Walsall Healthcare NHS Trust continues to work on stabilising its Lorenzo electronic patient record system after going live in March this year.

The trust was the first combined acute and community trust to deploy the EPR from CSC. However EHI reported in May this year that the trust had hired 25 temporary staff to tackle data quality, reporting and backlog issues.

Walsall aimed to get to ‘business as usual’ by the end of September, but the latest board papers reveal that the project to stabilise the system “has proved far more challenging than first thought”.

The go-live of Lorenzo identified “some efficiencies” that could be made in the trust and it has launched several projects to get to grips with these, including an outpatient improvement programme.

Ian Baines, the trust’s director of finance and performance, told EHI that a lot of work has gone into stabilising the system but that a completion date has not been set.

“Lorenzo data and the objectives of the stabilisation project are regularly reviewed and progress is being made in a number of areas,” he said.

“The outpatient access team and call centre have recently been re-designed to work along care group themes ensuring appropriate knowledge for staff when dealing with appointments and patient flows throughout the trust. 

“However, as originally scoped, there are a number of stabilisation projects which will continue until they reach completion. At this stage it is difficult to give a definitive date for completion.”
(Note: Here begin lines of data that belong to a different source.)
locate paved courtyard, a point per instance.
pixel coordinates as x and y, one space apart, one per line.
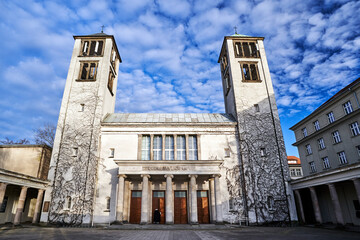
247 233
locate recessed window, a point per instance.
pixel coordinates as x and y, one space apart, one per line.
312 167
316 125
88 70
304 131
342 157
250 71
308 149
331 117
321 143
348 107
92 48
326 162
246 49
336 136
354 127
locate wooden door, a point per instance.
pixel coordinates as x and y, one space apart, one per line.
159 203
135 207
203 207
180 207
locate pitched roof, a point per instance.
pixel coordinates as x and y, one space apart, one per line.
192 118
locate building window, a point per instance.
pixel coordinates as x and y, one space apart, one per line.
312 167
92 48
88 70
308 149
304 131
192 148
181 147
157 147
354 127
316 125
112 152
145 148
246 49
347 107
342 157
336 136
331 117
250 71
321 143
326 162
169 148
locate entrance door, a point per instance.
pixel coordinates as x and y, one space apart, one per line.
135 207
203 207
180 207
159 203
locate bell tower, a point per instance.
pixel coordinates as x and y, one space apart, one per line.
89 94
249 97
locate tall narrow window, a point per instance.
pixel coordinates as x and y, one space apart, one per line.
331 117
181 148
192 148
169 148
157 147
145 148
348 107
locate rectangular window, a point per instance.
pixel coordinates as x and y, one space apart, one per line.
88 70
321 143
316 125
331 117
312 167
157 147
180 148
250 71
308 149
92 48
145 148
246 49
304 131
342 157
347 107
169 148
336 136
354 127
192 148
326 162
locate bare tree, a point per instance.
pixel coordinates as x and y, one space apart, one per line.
8 141
45 134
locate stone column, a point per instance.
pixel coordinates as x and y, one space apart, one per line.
336 204
193 215
2 192
20 206
120 199
38 206
145 199
169 200
219 217
212 200
298 198
356 182
315 203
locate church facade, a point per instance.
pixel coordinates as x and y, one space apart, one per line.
111 167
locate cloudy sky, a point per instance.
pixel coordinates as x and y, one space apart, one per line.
170 51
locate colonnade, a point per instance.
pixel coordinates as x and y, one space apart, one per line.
215 198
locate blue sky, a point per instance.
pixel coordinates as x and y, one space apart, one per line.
170 51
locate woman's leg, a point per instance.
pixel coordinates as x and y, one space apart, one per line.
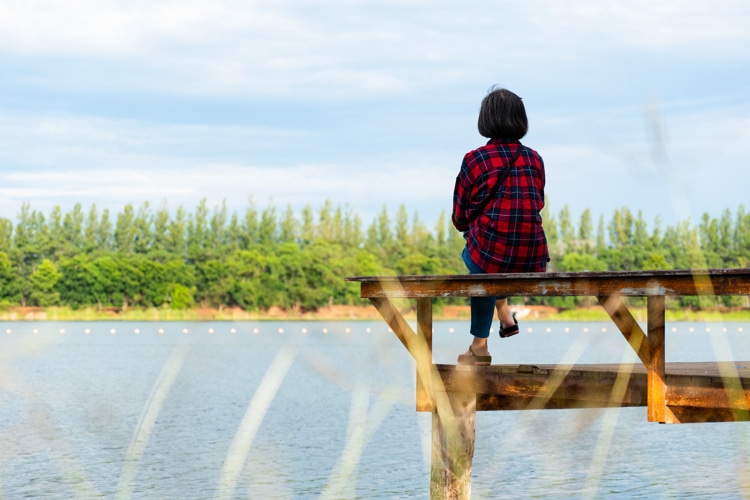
482 313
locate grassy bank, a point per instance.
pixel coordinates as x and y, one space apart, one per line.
338 313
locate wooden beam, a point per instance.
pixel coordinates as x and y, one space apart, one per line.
453 433
636 283
523 387
627 325
657 387
395 320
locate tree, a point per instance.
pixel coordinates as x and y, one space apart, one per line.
43 281
10 286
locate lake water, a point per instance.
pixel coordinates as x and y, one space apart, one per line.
326 410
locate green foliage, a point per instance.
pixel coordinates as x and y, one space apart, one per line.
43 281
263 258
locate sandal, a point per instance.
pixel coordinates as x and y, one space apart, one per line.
473 359
511 330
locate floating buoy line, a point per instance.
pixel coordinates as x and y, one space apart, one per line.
348 330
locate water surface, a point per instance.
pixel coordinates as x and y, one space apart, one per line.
311 410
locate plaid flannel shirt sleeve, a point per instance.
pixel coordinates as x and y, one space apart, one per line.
462 213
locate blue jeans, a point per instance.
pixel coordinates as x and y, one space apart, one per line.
482 308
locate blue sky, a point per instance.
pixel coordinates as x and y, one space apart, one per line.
637 103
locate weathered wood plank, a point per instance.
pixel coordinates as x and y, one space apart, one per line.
640 283
453 431
395 320
657 405
695 392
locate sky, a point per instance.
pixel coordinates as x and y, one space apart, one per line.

He added that the changes have shown improvement and progress for front line staff when recording data.

“We now need to ensure that all the changes lead to an improving the patient experience and staff engagement particularly in our outpatient service.”

The trust’s September board paper says that Lorenzo has put pressure on a number of areas, in particular its outpatients department.

“However the issues that need to be tackled are not just about the embedding of a new IT system – leadership, responsibility, resources and basic processes have been brought to the fore and Lorenzo will not embed fully until these are tackled.

“A number of managers and clinicians have been working hard to address the problems of booking and flow through the hospital.”

One of the main issues has been submitting validated data for referral to treatment times and the trust hired 25 temporary staff in May to tackle data quality, reporting and backlog issues that had arisen with the deployment.

This meant that the trust was unable to report waiting times data to NHS England. However, last month, the trust was able to do so.

“Our aim is to improve each month and our focus in September was to complete the referral to treatment incomplete pathway return for the Department of Health, which we achieved,” said Baines.

The trust’s integrated recovery plan also says that the trust has experienced issues in elective procedures.

“We have also experience elective capacity pressures as a combination of cancellations due to emergency workload, increases in referrals and scheduling difficulties following the move to our new PAS,” says the plan.

The trust is also seeing a rising backlog in ‘outcomed appointments’.

“This has to now be the main focus of the trust, clinicians and the Lorenzo project team in order to stem the tide and but more importantly change behaviours,” says the board paper.

A spokesperson from CSC told EHI: 'We continue to work closely with Walsall as they execute their transformation programme.We are confident that Lorenzo is providing a firm foundation for improvement.'

The trust recently appointed a new chief operating officer, Richard Cattell, in order to strengthen its operational management.